With conjunctive adverbs
A conjunctive adverb, otherwise known as an adverbial conjunction or subordinating adverb, is an adverb that connects two clauses by turning the clause it introduces into an adverbial modifier of the verb that is in the main clause. It should also always be used with a semicolon. Popular conjunctive adverbs are words such as however, moreover, finally, otherwise, therefore, and nevertheless. Whew, that sounds confusing, I know, I’m sorry. Sometimes, however, learning through examples is best, so here we go.
- I saw a black cat this morning; however, I do believe the cat was lost.
- I need to go for a walk;also, I need to begin eating healthy again.
- I’m not a big fan of seafood; moreover, it smells terrible.
With a semicolon
The above mention conjunctive adverbs rely on having a semicolon and a comma to make their compound sentence correct. However, you can still create a compound sentence with a semicolon without a conjunctive adverb. Simply combine two complete sentences into one by inserting a semicolon in between. Take note, however, the two sentences must be somehow related in order to use the semicolon to compound them. You cannot combine just any two random sentences.
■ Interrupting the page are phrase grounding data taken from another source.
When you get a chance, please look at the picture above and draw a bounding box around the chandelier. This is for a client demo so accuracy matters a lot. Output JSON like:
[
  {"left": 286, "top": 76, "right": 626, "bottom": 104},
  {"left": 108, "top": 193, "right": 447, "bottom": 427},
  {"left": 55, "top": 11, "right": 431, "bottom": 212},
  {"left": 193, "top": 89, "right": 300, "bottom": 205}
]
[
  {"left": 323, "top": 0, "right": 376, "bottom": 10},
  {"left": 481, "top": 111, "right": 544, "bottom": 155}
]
- My dad loves fishing; he fishes every Sunday.
- I baked Santa’s cookies; my children decorated the cookies for Santa.
- My math is not that great; ; I like English and History.
All in all, understanding how to use compound sentences, in the correct way, is not all that hard, right? Once you understand what a sentence actually is, and the difference between a simple and compound sentence, it’s easy sailing from there. When dealing with coordinating conjunctions, remember the anagram, FANBOYS. When using conjunctive adverbs, remember that they go hand in hand with a semicolon and a comma. Then finally, when you use only a semicolon to make a compound sentence, remember that the two independent clauses must correlate in some way. Now, there you have it! You now know how to write a compound sentence. Congratulations! You’re one step further towards your English goals.